ARTIST STATEMENT //
Over the past four years I have forged a freelance career as a socially engaged artist and theatre
facilitator, specialising in devised performance and creating theatre for social change with diverse
community groups. I have honed my practice through professional experience with companies such as Collective Encounters and The Royal Exchange Theatre; alongside training at Liverpool John Moores University and Hope Street Limited. Past experiences have enabled me to work in a wide range of contexts including adult learning centres, refugee groups and the education system.
I have a passion for theatre as a tool which can be utilised to empower participants and audiences. I believe that to bring performance into everyday spaces and away from the traditional stages of theatres, enhances accessibility for both audience and performer, whilst enabling a re-assessment of the norm. 'The Centre' for Collective Encounters Youth Theatre embodied this idea; the participant led process exploring city council funding cuts, leading to a high quality outcome of promenade performance in a community centre, transformed by their satirical performances into a surreal dystopia. Local councillors attended, the performance providing a real platform for the young people's voices to be heard.
I have a multidisciplinary approach to all projects, questioning the lines between art forms constantly. In the past I have utilised live music, film, movement and poetry; however the limitless possibilities to blur lines of genre motivate me as a theatre artist. Transforming a warehouse space into a 'performance gallery' featuring film, projection, monologues and 'performance installations' for Apply Camouflage: Disappear On the Verge festival) is one example.

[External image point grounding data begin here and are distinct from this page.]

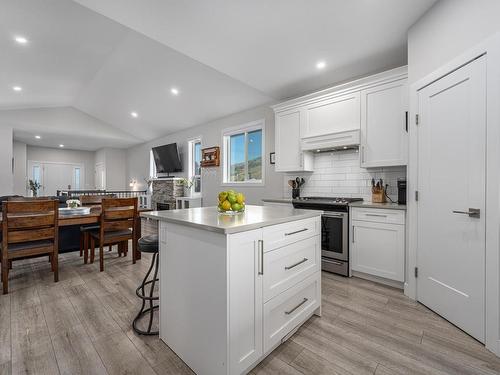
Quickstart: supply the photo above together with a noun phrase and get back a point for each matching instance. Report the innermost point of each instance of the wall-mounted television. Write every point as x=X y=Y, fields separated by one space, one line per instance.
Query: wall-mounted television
x=167 y=159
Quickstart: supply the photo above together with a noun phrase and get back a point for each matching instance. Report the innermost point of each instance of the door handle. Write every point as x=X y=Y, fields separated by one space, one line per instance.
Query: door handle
x=473 y=212
x=260 y=244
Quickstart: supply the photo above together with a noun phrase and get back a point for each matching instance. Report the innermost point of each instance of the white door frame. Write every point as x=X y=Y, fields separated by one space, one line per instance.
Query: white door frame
x=491 y=48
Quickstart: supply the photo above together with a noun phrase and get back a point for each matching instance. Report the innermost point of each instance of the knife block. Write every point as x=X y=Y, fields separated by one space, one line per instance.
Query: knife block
x=378 y=195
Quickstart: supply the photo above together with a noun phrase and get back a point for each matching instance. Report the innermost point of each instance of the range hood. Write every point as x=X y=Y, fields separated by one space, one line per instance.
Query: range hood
x=348 y=139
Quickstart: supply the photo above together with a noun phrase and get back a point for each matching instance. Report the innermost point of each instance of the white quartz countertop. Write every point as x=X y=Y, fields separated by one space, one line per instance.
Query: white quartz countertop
x=254 y=217
x=388 y=205
x=277 y=200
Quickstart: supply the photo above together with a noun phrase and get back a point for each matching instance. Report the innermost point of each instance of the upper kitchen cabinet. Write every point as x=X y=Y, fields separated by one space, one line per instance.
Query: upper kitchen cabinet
x=289 y=155
x=384 y=111
x=332 y=115
x=369 y=113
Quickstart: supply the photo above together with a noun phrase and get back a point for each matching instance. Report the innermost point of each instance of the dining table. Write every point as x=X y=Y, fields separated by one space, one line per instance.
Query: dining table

This multidisciplinary approach has led to the strong influence of poetry and spoken word on recent artistic developments, which I am exploring further through the creation of a one woman spoken word performance. A collaboration with musicians and a movement director, this work in progress explores the impact of grief on identity, relationships and a sense of home, informed by academic research and personal experience. Interest in the discipline rose from hosting and curating the Liverpool Everyman Theatre Poetry and Spoken Word night A Lovely Word, through which I shared the stage with and participated in workshops led by Mike Gary, Kate Fox and Rommi Smith, all of whom continue to inspire my work. I am also interested in the ability of the spoken
word to democratise space, the potential to transform anywhere into a performance opportunity.
In short, I aim for the theatre I create to; imagine alternative worlds where ordinary spaces are transformed; empower participants to engage in and share opinions about their realities; be brave and passionate whilst forming striking imagery which imprints on the memory.